Microsoft's out-of-band update yesterday fixes a profoundly serious bug: Any user logged into the domain can elevate their own privilege to any other, up to and including Domain Administrator. When I saw in the advance notification, that one of the bugs was an elevation of privilege bug and rated critical I knew something different was up.
First, some good news: "Azure Active Directory does not expose Kerberos over any external interface and is therefore not affected by this vulnerability." That could have been nasty.
It turns out that Windows Servers 2008 R2 and below are vulnerable to the flaw. Windows Server 2012 is vulnerable to a related, but much harder to exploit attack. Desktop Windows is not vulnerable, but they issued the update for desktop systems anyway. The code is in the desktops, it may as well be correct.
This explains Microsoft's priority list for applying updates:
Domain controllers running Windows Server 2008R2 and below
Domain controllers running Windows Server 2012 and higher
All other systems running any version of Windows
Don't take any breaks until you finish #1.
To understand the bug you need to know a little about how Kerberos works. Microsoft provided the following illustration:
At one point in the process (#2) the KDC (Key Distribution Center, the vulnerable component in the domain controller) sends the client a data structure called a PAC (Privilege Attribute Certificate) containing a digitally signed section itself containing information about the user's security privileges (the user's domain SID and security groups to which he belongs). The user then resends this ticket to the KDC in exchange for a Service Ticket which it can use to authenticate with Windows services.

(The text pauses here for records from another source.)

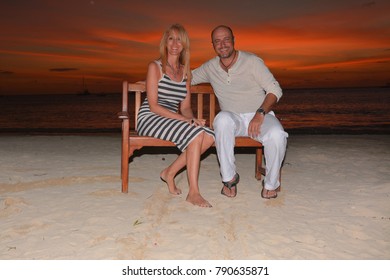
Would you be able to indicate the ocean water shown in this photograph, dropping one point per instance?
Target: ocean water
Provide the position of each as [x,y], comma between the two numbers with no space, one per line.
[301,111]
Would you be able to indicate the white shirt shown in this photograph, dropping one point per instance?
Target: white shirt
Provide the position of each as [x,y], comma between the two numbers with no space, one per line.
[243,88]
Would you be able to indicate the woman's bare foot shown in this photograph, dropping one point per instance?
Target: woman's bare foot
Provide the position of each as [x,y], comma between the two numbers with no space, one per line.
[229,192]
[198,200]
[169,180]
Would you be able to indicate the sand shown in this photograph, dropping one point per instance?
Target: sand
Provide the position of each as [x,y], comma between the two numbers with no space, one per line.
[60,199]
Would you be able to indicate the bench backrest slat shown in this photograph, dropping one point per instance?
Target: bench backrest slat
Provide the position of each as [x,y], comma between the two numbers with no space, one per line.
[200,90]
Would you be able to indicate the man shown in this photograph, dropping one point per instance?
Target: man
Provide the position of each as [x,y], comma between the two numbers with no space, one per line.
[246,91]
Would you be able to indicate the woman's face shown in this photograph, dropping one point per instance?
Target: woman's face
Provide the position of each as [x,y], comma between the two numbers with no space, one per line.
[174,44]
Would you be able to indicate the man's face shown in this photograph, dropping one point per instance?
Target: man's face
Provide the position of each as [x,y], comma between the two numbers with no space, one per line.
[223,43]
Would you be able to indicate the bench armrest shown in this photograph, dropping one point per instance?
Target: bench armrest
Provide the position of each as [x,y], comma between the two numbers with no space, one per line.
[123,115]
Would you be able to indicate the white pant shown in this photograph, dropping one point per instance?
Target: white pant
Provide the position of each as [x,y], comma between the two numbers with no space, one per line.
[228,125]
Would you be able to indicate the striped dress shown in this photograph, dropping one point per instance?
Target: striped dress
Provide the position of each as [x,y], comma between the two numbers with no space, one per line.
[170,94]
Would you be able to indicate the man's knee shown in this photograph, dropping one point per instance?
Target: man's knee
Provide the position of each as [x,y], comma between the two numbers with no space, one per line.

Here's the problem: The KDC does not always properly validate the digital signature in the PAC sent back to it in request for a Service Ticket. This means it is possible for a user to forge data in the PAC about their privileges, such as by assigning themselves to the Domain Administrators security group.
Microsoft describes a way to determine if you have been exploited prior to applying the update, but it's just a test for some kinds of exploits, including those observed in the wild. Other techniques are possible which would not be detected in this way. Consider the following Security Event Log entry:
Note that the Security ID and Account Name are different. They should be identical.
After you apply the update it is possible to use a different event to look for evidence of exploit attempts.
Take this with deadly seriousness. As the description in the NVD (National Vulnerability Database) says, it's high impact and easy to exploit. And if you are exploited, the price is high, irrespective of any damage the attacker does: The only way to remediate is to rebuild the domain from scratch. Don't let this happen to you.